SEOUL, Aug. 6 (Korea Bizwire) — Japan is expected this week to unveil goods that will be subject to stricter regulations when exported to South Korea in addition to three key materials crucial to the production of chips and display panels, government sources here said Tuesday.
Last week, Tokyo removed South Korea from the so-called whitelist of trusted trading partners in its second retaliatory step over a row surrounding wartime forced labor, following the July 4 measure to restrict exports of the three key materials, including chip etching gas.
Previously, Japanese companies shipping industrial materials to South Korea were required to win government approval every three years, with an exception for products that can be used for military purposes.
Following the removal, however, Japanese firms now must win government approval for each shipment, including those of non-sensitive items, a process that can take around 90 days.
Such delays are feared to negatively affect South Korea, which depends heavily on imports of materials and equipment from Japan.

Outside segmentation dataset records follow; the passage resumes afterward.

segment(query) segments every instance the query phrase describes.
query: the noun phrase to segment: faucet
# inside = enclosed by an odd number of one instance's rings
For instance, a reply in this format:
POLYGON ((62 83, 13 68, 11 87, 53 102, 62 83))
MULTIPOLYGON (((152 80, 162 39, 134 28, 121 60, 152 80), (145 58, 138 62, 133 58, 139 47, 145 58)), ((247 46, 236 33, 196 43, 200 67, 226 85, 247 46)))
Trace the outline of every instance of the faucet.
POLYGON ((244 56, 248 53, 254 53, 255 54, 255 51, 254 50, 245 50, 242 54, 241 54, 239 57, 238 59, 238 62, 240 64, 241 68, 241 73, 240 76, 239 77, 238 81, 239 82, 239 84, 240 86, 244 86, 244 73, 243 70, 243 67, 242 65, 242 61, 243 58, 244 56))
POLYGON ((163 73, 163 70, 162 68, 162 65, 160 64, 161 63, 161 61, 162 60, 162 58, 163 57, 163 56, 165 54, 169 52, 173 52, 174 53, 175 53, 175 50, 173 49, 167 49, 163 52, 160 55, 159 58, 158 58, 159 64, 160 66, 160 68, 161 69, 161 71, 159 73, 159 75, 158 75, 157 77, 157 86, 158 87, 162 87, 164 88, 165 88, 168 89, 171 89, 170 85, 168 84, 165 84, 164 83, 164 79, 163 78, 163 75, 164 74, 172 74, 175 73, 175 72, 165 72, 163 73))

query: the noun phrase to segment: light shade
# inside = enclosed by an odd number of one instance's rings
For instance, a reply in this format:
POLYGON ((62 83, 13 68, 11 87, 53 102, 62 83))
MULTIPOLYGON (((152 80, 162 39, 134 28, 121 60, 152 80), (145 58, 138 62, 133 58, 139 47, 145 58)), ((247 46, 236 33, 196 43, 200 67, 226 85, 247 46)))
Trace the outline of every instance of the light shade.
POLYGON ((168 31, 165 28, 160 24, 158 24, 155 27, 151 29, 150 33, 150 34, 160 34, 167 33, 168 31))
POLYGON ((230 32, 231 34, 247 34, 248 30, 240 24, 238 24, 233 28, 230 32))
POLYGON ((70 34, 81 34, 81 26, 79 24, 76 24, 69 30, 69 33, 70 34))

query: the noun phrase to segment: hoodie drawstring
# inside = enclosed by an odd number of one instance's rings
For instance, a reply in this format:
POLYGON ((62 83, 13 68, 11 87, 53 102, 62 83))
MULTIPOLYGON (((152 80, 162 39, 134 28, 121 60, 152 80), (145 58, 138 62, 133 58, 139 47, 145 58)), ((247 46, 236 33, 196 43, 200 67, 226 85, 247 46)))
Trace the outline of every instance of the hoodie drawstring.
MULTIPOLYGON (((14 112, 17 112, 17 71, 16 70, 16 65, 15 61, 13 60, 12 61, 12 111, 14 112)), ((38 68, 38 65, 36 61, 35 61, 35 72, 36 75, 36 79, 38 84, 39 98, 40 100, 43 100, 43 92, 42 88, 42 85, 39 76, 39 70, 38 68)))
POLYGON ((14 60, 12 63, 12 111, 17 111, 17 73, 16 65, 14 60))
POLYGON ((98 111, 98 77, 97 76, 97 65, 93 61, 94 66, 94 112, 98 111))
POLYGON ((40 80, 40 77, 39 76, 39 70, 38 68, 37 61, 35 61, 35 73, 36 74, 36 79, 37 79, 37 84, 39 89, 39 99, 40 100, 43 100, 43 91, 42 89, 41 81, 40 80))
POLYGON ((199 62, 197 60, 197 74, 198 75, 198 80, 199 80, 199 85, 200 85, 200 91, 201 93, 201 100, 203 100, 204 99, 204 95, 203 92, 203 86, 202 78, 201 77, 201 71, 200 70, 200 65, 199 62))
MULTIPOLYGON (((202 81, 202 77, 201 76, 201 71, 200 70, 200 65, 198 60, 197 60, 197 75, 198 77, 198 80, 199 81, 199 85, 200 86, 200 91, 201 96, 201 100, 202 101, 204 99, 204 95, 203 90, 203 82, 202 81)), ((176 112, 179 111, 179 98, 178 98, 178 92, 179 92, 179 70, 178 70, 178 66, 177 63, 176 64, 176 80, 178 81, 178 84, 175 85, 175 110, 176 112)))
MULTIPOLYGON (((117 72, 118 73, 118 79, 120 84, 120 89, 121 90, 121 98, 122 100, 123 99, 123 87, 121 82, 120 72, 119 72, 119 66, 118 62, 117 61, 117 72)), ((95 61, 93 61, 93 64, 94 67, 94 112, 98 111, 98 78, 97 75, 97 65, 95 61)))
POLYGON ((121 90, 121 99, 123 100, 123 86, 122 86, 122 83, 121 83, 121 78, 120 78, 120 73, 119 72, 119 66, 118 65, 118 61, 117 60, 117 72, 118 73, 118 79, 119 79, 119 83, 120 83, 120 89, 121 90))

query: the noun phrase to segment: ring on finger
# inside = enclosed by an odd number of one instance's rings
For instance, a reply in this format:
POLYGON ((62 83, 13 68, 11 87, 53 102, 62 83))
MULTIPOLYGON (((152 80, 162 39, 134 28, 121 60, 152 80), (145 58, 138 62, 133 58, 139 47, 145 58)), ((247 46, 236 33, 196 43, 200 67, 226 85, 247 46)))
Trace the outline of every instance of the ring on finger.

Of around 1,100 items designated by Japan as strategic materials, including 850 non-sensitive products, Tokyo plans to unveil details on which specific products will be subject to more complicated procedures when being shipped to South Korea on Wednesday, on top of the three materials.
“When the Japanese government provides details on the products that are subject to individual approvals, we can also assess the impact of (Tokyo’s export restrictions),” an official from the Ministry of Trade, Industry, and Energy said.
Japanese firms that won “compliance program” approvals, meanwhile, can still trade with South Korea under simplified process despite Seoul’s removal from the whitelist.
The policy has been allowing China and Singapore, which were not included in Japan’s whitelist, to trade freely with selected Japanese companies.
Amid the growing trade row between the two Asian neighbors, Japan claims that the moves were inevitable due to South Korea’s lax export control on sensitive materials, which could flow into a third country.
Seoul rebutted Tokyo’s claims, saying the moves were economic retaliation against South Korean court verdicts that ordered Japanese firms to compensate for its wartime forced labor.
Korea was under Japan’s brutal colonization from 1910-45. During World War II, many Koreans were forced to work at Japanese factories and mines.